Much progress has been made in representing the meaning of linguistic units such as words, sentences and phrases due to powerful
neural network architectures [1], [2]. These computational representations are high dimensional vectors that are learned such
that units with similar meaning are grouped together more closely in the vector space. As a result, they capture the meaning
of concepts without explicitly being informed about what these concepts entail. These computational representations have improved
performances on a variety of downstream NLP tasks. The question to what extent they are similar to semantic representations
in the human brain has drawn the attention of researchers that are trying to gain insight into human language processing.

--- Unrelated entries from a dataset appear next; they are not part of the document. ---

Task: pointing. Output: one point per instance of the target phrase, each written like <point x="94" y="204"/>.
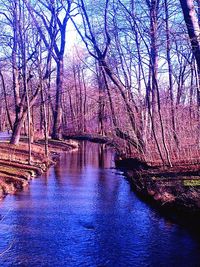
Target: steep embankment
<point x="15" y="172"/>
<point x="177" y="187"/>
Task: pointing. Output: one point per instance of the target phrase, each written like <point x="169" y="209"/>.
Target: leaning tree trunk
<point x="57" y="134"/>
<point x="193" y="29"/>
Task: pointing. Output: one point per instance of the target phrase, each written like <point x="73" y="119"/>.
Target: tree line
<point x="134" y="75"/>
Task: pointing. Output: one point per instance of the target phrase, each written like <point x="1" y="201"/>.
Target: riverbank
<point x="176" y="188"/>
<point x="15" y="171"/>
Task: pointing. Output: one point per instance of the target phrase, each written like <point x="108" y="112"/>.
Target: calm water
<point x="83" y="213"/>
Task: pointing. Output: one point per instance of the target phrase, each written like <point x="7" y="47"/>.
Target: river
<point x="84" y="213"/>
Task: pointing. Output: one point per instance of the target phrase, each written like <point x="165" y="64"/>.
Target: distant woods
<point x="133" y="75"/>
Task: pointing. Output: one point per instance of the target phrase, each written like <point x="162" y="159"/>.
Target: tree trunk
<point x="57" y="124"/>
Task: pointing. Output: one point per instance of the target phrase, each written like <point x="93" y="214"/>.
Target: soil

Two main approaches for comparing computational representations with human brain activation are encoding/decoding experiments
and representational similarity analysis. Both methods attempt to evaluate whether computational models and the brain use
similar organizational principles to process language by trying to capture similar patterns in their semantic representations.
Finding a correlation between the structures of computational and brain representations may contribute to linguistic, computational,
and cognitive science. Computational models can operationalize and test cognitive hypotheses for human language understanding.
Simultaneously, a better understanding of the human brain enables us to derive more cognitively plausible models [3]. A current
issue is that there is no conventionalized way to evaluate the analysis results. Therefore, we compared different evaluation
methods, using state-of-the-art deep learning models, and tested them on a number of fMRI datasets in order to allow for a
robust comparison. We found that different methods could lead to vastly different results. For example, the way in which pairwise
accuracy is defined could make a difference of 30% in accuracy. These inconsistent results could lead to misleading assumptions
of structural similarity between both models. It is therefore important to make evaluation procedures more transparent.